I pionieri e l'esplorazione delle Dolomiti
La storia dell’alpinismo nelle Dolomiti ebbe inizio con pionieri coraggiosi: benestanti cittadini in cerca di avventura la trovarono al fianco di esperti locali. Questi cacciatori di montagna e contadini conoscevano le vette come nessun altro, diventando così le prime guide della nostra regione.

Prima ascensione del Sassolungo
Una pietra miliare di quest'epoca fu la prima ascensione del Sassolungo nel 1869. Il viennese Paul Grohmann raggiunse la vetta insieme a Franz Innerkofler di Sesto e Peter Salcher della Carinzia. Nel 1885 venne fondata la sezione gardenese del "Deutsch-Österreichischer Alpenverein", che coordinava l'attività delle guide locali. Iniziato con sole quattro guide, il gruppo si sviluppò fino a diventare una compagine di trenta membri alla vigilia della Prima Guerra Mondiale.

Da allora, la tradizione delle guide alpine è un pilastro fondamentale del turismo in Val Gardena e della cultura alpinistica in costante crescita.
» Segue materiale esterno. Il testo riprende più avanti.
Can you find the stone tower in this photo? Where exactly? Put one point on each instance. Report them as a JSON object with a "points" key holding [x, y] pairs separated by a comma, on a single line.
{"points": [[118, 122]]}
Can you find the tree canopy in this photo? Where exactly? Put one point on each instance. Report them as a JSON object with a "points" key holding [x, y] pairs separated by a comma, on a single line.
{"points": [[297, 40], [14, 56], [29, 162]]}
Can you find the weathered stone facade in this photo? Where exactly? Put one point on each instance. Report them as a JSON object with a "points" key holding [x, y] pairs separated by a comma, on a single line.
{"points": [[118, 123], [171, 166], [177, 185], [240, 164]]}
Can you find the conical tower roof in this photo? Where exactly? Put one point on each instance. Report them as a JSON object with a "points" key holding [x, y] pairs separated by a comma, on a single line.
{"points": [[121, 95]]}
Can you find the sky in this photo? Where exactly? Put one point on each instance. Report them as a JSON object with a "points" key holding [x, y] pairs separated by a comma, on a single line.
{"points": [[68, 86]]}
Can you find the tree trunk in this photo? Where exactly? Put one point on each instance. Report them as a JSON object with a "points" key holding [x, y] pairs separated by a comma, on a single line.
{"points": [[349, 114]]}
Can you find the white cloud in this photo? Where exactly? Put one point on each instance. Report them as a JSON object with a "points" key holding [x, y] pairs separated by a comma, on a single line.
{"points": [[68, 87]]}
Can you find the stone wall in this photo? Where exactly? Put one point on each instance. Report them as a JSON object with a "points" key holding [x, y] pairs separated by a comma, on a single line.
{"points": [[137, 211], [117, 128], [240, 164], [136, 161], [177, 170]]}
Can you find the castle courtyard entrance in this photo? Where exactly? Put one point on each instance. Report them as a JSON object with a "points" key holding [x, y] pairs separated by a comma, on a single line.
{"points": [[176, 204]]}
Da allora, le guide locali accompagnano i propri ospiti tra le pieghe delle Dolomiti in ogni stagione.
L’eredità di Batista Vinatzer
Negli anni '30, una personalità straordinaria segnò l'alpinismo nelle Dolomiti: Batista Vinatzer. Noto per il suo eccezionale talento e la sua indole modesta, compì leggendarie prime ascensioni, come sulla parete nord della Furchetta o sulla parete sud della Marmolada. Il suo spirito continua a vivere nel gruppo dei "Catores", da lui co-fondato nel 1954, che ancora oggi è legata indissolubilmente al Soccorso Alpino della Val Gardena.
Qualità attraverso tradizione e formazione
Con il boom turistico del secondo dopoguerra, l'attività delle guide alpine si è evoluta verso la massima professionalità e standard rigorosi. Oggi, una formazione intensiva di tre anni garantisce la sicurezza in montagna. Da sempre, alcuni membri dei Catores sono attivi nella formazione delle guide, trasmettendo il loro prezioso bagaglio di conoscenze ed esperienze ai giovani aspiranti.

Nel dopoguerra, lo sci e lo scialpinismo divennero sempre più popolari, rendendo le vette delle Dolomiti ambite mete invernali.

L’attrezzatura è cambiata, ma la passione è rimasta la stessa. Ci godiamo ogni minuto trascorso tra le nostre montagne di casa!

Fondazione della Scuola d'Alpinismo Catores
Nel 1980 fu finalmente fondata la Scuola d'Alpinismo Catores. Il nostro nome Catores – che in ladino significa "coturnice" – si richiama al rinomato gruppo alpinistico. Fu stabilito che solo i membri del gruppo Catores possono unirsi alla Scuola d’Alpinismo, a condizione, naturalmente, di aver conseguito la formazione di guida alpina.

La nostra filosofia oggi
Oggi la Scuola d'Alpinismo conta 19 guide alpine, tutte attive come volontari nel soccorso alpino. Siamo una comunità di appassionati di arrampicata e spesso, anche nel tempo libero, viviamo la montagna insieme. Per noi è un privilegio poter condividere la nostra passione con i nostri clienti e accompagnarli tra le affascinanti vette delle Dolomiti.
Il maglione grigio rimane ancora oggi il marchio del gurppo alpinistico Catores della Val Gardena.

Soccoritori, alpinisti e guide alpine uniti nella più grande Scuola d'Alpinismo dell'Alto Adige.